Fingle Bridge takes its name from Fingle Brook, a minor tributary that flows into the River Teign, while Lucas was on the search for Sea trout and Brown trout, I was looking forward to a gentle stroll along the river bank to take a few shots.

 

I was duty bound to bring a couple of ND filters for some long exposures but the grey skies and shade from the trees along with the built in 3 stop ND filter on the X100F were enough to produce the effect I wanted, 10 second exposures are more than adequate for the fast flowing water here.

Until now, my visits to Fingle Bridge had been saved until mid October, waiting to capture the hues of autumn as nature prepares for the colder months of winter, for this visit, the scene was of lush green leaves and just the sound of the gentle breeze whispering through the foliage and the sound of water flowing over rock, a perfect combination for an early Sunday morning.

As the hours ticked by, it was apparent the day had truly woken, dogs were getting their first walk of the day, my camera bag was subject to much canine curiosity, then aloofness as they discovered it was not full of treats as they had hoped.

I arrived back home just after 11am, I had already been up for over 7 hours, it was time for a well earned cup of tea, a bacon butty and a browse through my mornings efforts.

Six months of 35mm

I do not normally set myself any new years resolutions, I know that by the end of January, the promise to eat no more sweets and biscuits will have been broken but I did think I could achieve something relevant to photography.

My GAS (gear acquisition syndrome) had taken a hold, it was time reduce the amount of gear and challenge my photographic ability and not my bank account.

By the first week in January, I had made the first of many social media posts declaring my intentions, there, it was out, I was committed, I was to spend the next 12 months shooting only 35mm.

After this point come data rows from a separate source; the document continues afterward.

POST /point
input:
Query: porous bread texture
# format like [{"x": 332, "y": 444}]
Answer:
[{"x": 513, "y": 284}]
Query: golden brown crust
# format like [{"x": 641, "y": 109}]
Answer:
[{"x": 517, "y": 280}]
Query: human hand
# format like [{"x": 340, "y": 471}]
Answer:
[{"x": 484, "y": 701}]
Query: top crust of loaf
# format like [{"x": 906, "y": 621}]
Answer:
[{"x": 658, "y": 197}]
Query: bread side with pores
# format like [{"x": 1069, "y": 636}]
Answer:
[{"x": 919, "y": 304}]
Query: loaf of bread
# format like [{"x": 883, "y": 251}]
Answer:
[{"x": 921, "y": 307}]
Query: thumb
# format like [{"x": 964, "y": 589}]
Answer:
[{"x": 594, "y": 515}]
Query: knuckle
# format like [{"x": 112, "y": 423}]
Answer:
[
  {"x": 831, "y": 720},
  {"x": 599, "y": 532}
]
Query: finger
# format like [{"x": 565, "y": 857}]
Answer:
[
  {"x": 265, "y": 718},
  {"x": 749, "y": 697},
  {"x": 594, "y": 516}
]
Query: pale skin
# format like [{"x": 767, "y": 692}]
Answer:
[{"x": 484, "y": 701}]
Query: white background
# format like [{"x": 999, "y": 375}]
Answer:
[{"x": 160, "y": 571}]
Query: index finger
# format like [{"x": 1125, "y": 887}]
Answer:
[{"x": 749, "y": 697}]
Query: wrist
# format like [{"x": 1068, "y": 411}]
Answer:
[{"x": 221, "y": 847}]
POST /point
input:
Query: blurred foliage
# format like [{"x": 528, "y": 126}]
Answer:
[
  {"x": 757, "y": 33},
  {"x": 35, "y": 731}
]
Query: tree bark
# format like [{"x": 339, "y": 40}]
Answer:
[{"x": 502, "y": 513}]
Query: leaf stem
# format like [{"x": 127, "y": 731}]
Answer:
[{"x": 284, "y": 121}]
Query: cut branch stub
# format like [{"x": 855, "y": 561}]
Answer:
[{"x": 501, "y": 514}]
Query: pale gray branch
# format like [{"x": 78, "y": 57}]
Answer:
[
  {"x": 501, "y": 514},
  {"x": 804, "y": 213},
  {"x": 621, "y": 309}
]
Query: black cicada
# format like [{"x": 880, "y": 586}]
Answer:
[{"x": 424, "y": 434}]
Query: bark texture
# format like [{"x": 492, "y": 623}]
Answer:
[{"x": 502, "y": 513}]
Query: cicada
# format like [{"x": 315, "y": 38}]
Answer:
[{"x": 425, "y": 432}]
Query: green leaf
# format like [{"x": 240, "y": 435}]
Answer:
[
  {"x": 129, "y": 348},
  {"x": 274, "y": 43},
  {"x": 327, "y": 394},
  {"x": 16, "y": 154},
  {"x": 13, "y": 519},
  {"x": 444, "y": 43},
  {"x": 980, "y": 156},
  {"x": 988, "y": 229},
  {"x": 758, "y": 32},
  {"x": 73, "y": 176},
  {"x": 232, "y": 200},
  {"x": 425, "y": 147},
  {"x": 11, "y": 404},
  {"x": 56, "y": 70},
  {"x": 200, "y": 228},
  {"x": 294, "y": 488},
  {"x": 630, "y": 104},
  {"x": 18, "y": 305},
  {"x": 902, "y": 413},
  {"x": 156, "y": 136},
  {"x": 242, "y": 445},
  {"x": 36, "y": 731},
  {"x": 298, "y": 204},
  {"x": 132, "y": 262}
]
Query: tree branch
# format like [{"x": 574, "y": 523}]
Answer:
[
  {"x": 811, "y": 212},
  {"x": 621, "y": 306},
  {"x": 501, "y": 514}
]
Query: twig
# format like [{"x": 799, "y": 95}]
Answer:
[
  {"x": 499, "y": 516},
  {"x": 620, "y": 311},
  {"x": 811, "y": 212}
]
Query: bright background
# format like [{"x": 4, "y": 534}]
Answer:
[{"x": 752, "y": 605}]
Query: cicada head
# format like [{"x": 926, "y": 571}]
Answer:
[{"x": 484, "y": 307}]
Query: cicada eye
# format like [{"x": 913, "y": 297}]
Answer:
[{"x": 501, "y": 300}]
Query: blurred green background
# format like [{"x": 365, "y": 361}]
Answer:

The camera I had chosen is the Fujifilm X100F, a rangefinder style camera that has style in abundance and can be carried around all day with no issues.
With a much lighter camera bag and no worries about which lenses to pack for any given shoot, as long as I have a couple of spare batteries charged I am good to go at an instant.

I have discussed in previous blogs how I feel that I am at my creative best with prime focal lengths but since embarking upon this challenge, I have become more open minded with my photography ethos, I will explain.

Until this year, I had always shot RAW images exclusively, it’s the law, everyone says you have to….
Hands up, I will admit to being one of those who would sneer at the thought of anyone shooting JPEG’s, even with my previous Fuji cameras (xpro-1 xe-1), I had never thought to even try.
I may be late to the JPEG party but at least I have now arrived, with the many film simulations offered within the camera’s custom settings, I am happy to experiment with various set ups, a part of my previous fuji cameras I had missed out on through my own stubbornness.

I liked the analogy given by Fuji ambassador Kevin Mullins, wedding and documentary photographer, when he says ‘do you not trust your camera to produce good images?’

100f

I still shoot RAW for paid assignments but for my personal use, I am having fun trying new recipes, some have been good, others consigned to digital dustbin.
I find myself using the aspect ratio settings more as well for the Jpegs, deciding to shoot 1:1 images for an entire shoot can be fun.

The biggest and most enjoyable part of the project, is that I am using a camera long enough to get to know its quirks and foibles.
Many of my fellow 100F users have such things as a touch screen or tilting screen on their wish list, I have one, please can we remove the drive option from the D-pad and allow it to become a custom button or menu item, I am frequently going from single shot to other shooting modes because of where my thumb rests on the camera, other than that, I simply love using this little beaut of a camera.

In much the same way that I was inspired to do this challenge, a few of my fellow photographers have expressed an interest in doing  a self imposed project themselves, it is good to think we can share ideas in our own development and  creativity.

I am always eager to read about other peoples challenges, I am already thinking about what I will do next year.